Purpose isn’t found in the “Paper Thin”

There’s a fairly popular graphic you’ll see on social media the origins & attribution of which I can’t trace but I’ve recreated below…

Paper Thin Purpose

It’s a simply, sweet little message to encourage you to focus on your purpose. The thinking is that purpose is found at the intersection of Passion, Mission, Vocation & Profession. Or in other words, purpose is a combination of loving what you do, being great at it, being paid for both of these and because the world needs it.

Simple. Sweet. Inspiring perhaps.

It’s also paper thin nonsense.

Plenty of us can feel that we are fulfilling our purpose through one, two, or three of the four of the components.

For an organisation it has perhaps more relevance but even that doesn’t stand up to much scrutiny… Plenty of organisations fulfil their apparent purpose with one or two of the four components.

Thinking of purpose beyond our working lives the graphic says nothing about family, friends, interests or our place in this world.

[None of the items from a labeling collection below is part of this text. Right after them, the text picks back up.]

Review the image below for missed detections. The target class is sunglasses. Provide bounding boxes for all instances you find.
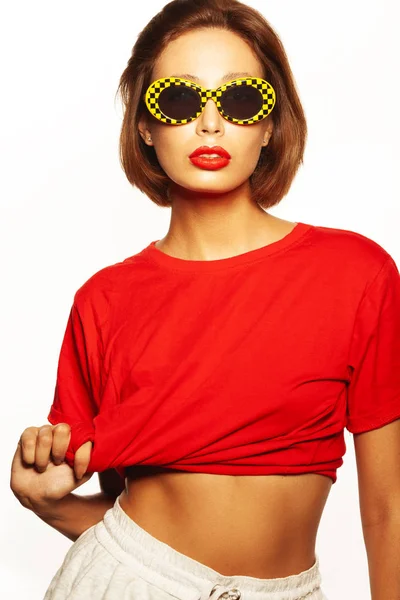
[143,77,276,125]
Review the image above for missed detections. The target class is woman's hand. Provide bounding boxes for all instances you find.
[10,423,93,510]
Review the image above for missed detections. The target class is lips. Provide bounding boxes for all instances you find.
[189,146,231,158]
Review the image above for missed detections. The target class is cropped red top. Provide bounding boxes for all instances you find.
[48,223,400,483]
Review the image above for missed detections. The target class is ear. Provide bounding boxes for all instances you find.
[138,116,153,146]
[263,118,274,146]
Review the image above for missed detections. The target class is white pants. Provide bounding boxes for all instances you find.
[44,498,327,600]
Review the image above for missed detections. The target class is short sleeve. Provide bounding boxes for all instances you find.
[346,256,400,433]
[47,302,101,467]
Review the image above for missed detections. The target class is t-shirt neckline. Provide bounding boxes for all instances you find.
[141,221,313,272]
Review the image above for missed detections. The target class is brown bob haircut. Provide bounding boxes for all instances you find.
[117,0,307,208]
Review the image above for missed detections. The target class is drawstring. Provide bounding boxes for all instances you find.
[207,583,242,600]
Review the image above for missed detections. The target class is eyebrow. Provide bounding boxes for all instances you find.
[170,71,252,81]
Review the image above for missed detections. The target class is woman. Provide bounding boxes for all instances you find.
[12,0,400,600]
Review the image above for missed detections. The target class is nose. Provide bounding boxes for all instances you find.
[199,98,224,131]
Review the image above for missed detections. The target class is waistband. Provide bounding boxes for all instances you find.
[94,498,321,600]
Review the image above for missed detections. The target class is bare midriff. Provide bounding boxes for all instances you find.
[120,466,332,579]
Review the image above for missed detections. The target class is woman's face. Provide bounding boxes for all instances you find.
[139,29,272,193]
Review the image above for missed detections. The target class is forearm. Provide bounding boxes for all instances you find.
[363,515,400,600]
[32,492,115,542]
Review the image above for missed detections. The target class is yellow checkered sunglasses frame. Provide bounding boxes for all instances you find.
[143,77,276,125]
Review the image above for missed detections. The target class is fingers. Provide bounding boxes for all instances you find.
[19,423,71,473]
[19,427,39,465]
[51,423,71,465]
[35,425,53,473]
[74,441,92,479]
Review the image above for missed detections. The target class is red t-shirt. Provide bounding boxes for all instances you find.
[48,223,400,483]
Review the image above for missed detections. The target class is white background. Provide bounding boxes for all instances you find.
[0,0,400,600]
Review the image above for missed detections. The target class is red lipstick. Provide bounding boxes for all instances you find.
[189,146,231,171]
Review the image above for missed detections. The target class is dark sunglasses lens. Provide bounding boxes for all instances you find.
[158,85,201,121]
[220,85,263,120]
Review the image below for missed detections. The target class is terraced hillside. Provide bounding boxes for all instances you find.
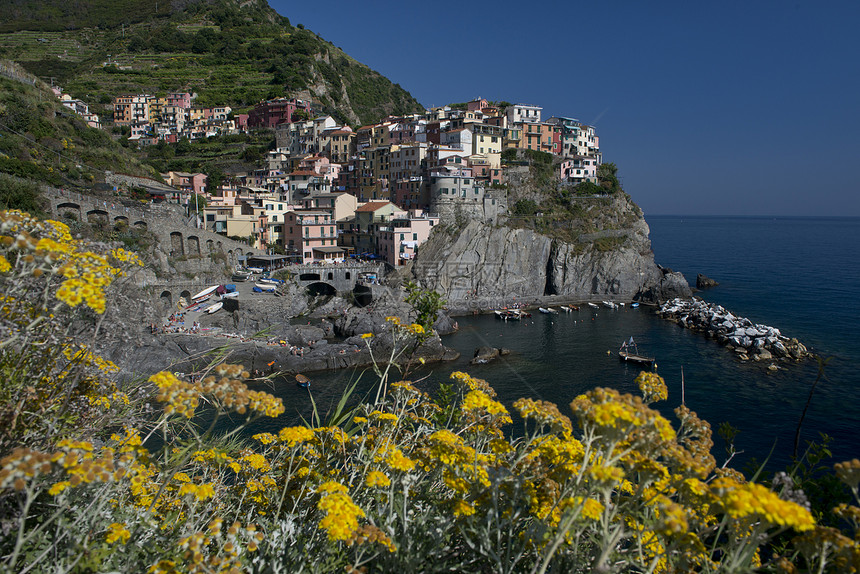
[0,0,421,125]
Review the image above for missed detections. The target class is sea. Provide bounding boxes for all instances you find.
[240,216,860,471]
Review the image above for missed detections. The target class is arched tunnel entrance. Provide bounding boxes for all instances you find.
[307,281,337,296]
[352,285,373,307]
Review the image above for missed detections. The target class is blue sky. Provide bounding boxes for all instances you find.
[269,0,860,216]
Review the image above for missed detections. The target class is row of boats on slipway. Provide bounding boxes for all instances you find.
[187,277,283,315]
[493,301,639,321]
[494,301,655,367]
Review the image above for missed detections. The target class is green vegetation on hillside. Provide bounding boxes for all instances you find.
[0,71,159,194]
[0,217,860,574]
[502,149,640,246]
[0,0,421,124]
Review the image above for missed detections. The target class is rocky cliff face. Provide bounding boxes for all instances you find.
[412,197,690,308]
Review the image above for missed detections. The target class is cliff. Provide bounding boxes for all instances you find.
[412,194,690,311]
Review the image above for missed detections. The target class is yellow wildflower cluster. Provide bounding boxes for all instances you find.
[709,477,815,532]
[0,211,141,314]
[317,481,364,540]
[149,365,284,418]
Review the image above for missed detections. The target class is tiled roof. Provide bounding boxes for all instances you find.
[356,201,391,211]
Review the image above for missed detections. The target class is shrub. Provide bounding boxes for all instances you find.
[0,209,860,572]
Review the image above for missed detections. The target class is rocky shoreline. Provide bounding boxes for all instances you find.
[657,297,814,369]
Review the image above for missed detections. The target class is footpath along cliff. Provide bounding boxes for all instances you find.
[412,193,690,312]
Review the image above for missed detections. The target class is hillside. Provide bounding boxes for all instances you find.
[0,0,421,125]
[0,63,159,211]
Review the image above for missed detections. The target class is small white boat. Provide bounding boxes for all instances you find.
[204,301,224,315]
[191,285,218,301]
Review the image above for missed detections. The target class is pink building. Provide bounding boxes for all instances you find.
[166,171,206,193]
[248,98,314,128]
[166,92,191,110]
[284,209,344,265]
[376,209,439,266]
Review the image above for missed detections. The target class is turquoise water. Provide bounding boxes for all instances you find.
[242,217,860,468]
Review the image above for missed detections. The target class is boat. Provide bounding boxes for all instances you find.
[494,309,522,321]
[191,285,219,301]
[204,301,224,315]
[618,337,654,366]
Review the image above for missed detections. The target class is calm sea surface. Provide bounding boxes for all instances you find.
[242,216,860,468]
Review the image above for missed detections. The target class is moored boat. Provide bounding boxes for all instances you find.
[191,285,219,301]
[204,301,224,315]
[618,337,654,366]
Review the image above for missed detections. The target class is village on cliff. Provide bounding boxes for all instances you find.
[55,90,602,267]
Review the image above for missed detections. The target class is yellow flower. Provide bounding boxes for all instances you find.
[365,470,391,488]
[454,500,475,516]
[107,522,131,544]
[278,427,314,448]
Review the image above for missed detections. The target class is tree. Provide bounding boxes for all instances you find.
[405,281,445,333]
[205,165,227,192]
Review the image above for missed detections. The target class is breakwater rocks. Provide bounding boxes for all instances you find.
[657,297,811,361]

I believe those all influence our sense of purpose.

Purpose isn’t found where you are told to find it. Purpose is found where you fulfil it.

You won’t find it in the “paper thin”.


3 thoughts on “Purpose isn’t found in the “Paper Thin”

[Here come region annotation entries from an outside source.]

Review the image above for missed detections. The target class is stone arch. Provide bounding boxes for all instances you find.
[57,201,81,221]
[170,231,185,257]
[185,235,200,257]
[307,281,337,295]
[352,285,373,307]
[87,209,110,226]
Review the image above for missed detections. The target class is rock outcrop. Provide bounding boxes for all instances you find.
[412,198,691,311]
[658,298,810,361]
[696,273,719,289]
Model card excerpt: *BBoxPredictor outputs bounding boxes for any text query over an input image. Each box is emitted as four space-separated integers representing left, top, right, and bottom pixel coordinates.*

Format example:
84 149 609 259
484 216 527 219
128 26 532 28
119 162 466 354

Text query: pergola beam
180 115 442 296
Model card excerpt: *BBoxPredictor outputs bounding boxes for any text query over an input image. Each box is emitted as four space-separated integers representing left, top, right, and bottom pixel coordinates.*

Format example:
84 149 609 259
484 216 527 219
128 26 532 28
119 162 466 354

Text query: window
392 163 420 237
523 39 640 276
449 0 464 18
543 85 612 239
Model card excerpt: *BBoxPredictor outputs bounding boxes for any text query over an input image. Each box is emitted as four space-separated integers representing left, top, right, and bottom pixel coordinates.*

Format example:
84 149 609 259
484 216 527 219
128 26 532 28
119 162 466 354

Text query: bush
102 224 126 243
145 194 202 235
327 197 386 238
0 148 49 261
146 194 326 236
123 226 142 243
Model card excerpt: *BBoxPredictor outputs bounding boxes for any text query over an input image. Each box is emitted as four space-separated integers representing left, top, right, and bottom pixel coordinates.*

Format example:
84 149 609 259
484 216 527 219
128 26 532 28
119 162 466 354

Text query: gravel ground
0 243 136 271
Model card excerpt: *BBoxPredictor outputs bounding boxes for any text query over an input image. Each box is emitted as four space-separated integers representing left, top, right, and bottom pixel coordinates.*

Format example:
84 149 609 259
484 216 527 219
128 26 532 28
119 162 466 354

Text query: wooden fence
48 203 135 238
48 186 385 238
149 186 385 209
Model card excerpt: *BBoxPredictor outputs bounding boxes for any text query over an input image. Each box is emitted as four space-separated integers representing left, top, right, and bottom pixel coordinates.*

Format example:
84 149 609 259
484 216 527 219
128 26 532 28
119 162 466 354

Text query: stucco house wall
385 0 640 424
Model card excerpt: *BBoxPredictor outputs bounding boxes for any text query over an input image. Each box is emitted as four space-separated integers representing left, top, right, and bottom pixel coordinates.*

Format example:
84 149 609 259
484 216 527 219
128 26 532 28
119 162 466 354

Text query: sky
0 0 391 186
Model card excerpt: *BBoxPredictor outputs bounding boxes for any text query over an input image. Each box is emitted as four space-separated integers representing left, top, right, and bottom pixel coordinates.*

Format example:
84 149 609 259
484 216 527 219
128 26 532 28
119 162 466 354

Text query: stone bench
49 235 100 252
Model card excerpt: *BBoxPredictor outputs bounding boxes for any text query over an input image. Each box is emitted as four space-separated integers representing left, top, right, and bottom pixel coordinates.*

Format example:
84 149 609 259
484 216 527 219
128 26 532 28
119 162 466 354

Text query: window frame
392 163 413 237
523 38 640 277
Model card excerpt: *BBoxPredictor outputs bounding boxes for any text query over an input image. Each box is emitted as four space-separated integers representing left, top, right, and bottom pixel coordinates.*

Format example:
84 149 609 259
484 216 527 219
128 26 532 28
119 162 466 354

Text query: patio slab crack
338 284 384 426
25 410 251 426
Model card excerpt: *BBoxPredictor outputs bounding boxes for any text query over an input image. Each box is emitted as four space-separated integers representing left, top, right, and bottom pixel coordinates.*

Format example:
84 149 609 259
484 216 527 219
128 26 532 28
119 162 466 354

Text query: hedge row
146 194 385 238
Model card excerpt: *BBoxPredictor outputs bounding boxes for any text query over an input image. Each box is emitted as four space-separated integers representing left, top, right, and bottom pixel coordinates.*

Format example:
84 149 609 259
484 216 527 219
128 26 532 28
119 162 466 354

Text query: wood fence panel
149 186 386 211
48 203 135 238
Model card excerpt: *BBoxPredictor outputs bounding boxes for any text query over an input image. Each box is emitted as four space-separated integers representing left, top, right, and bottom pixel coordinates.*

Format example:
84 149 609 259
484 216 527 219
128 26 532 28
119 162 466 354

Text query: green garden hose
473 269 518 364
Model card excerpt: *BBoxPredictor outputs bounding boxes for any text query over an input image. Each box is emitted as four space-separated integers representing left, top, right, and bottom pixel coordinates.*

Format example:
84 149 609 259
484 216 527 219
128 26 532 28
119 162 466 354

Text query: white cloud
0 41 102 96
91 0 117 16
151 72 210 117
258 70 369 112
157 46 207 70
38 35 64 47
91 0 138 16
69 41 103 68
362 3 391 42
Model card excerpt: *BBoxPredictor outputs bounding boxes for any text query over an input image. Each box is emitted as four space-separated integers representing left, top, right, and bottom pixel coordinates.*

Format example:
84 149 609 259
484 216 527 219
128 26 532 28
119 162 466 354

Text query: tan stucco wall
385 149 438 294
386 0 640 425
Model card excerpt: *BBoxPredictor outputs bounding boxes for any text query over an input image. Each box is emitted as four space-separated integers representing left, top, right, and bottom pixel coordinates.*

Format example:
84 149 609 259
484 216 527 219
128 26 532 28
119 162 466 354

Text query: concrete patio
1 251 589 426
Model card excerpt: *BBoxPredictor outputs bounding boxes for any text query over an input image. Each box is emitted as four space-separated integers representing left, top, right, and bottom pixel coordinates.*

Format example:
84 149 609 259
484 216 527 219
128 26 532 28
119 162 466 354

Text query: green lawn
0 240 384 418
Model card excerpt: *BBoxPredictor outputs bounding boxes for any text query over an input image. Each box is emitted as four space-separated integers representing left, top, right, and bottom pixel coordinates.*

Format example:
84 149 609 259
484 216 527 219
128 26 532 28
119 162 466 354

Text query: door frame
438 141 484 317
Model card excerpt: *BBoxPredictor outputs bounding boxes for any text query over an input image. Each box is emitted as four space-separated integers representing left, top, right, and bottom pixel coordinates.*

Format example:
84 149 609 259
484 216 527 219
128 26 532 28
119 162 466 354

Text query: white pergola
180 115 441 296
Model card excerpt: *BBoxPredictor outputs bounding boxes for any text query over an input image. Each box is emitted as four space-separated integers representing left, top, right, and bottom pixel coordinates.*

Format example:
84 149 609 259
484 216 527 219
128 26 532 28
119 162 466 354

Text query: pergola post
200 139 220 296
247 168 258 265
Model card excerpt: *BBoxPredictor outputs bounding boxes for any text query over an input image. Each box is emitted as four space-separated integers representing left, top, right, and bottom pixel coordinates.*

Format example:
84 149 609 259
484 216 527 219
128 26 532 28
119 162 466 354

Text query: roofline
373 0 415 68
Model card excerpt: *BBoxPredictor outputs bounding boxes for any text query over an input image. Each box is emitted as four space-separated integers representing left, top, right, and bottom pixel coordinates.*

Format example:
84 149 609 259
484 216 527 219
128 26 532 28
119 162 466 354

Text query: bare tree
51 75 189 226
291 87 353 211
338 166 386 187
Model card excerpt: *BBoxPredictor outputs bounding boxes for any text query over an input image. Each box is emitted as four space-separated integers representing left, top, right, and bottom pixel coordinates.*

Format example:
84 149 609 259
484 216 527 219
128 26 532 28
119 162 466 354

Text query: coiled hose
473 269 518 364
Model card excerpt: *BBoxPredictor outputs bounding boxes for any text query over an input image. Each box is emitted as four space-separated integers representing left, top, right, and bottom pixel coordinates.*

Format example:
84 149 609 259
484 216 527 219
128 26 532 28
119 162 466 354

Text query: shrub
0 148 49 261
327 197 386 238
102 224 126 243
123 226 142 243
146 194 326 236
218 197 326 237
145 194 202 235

  1. When I first saw this diagram I quite liked it. Your blog has made me think. My revised thoughts are that it has some value to stimulate debate, but is actually quite one dimensional – applying to the work context as you say, and probably only relevant for those who feel a strong vocation for what they do. I wonder what a diagram representing the whole picture could look like?


    Posted by Annette Hill | April 23, 2015, 8:09 AM
    • Hi Annette – initially I had a similar response to the appeal of the diagram. My eye was drawn more to what it was not showing in the 4 small intersections just outside of the centre. Thinking more about it though… well, you saw where I got to!
      As a way to delve deeper into the topic of purpose I think it has some use provided it is facilitated with a broader appreciation of the graphics own limitations. Perhaps then the whole picture is not something we create for others but something we help others explore. The diagram as a starting point rather than a complete “map”.


      Posted by David Goddin | April 23, 2015, 10:11 AM
  2. The hype that one needs to have a purpose in life that meets all four components, could actually be quite stressful or cause a sense of incompletion. One may be doing something that doesn’t make the world a better place, or doesn’t make them jump out of bed each morning and shout “it is another fabulous working day”, yet, it pays the bills and doesn’t require one to work extra hours, so one can spend time with loved ones or do something else that makes one smile. And there is nothing wrong it that, it doesn’t need to be changed, nothing is missing, because of the lack of a purpose as per the definition of the graphic.
    So thank you for your post. I too, initially liked the graphic, and many years hoped to end up in the middle, feeling accomplished, full of purpose. And then I woke up to reality, and learned to look at all those fabulous things present in my life that, as you rightfully say, are so relevant for that sense of purpose/fulfillment/happiness.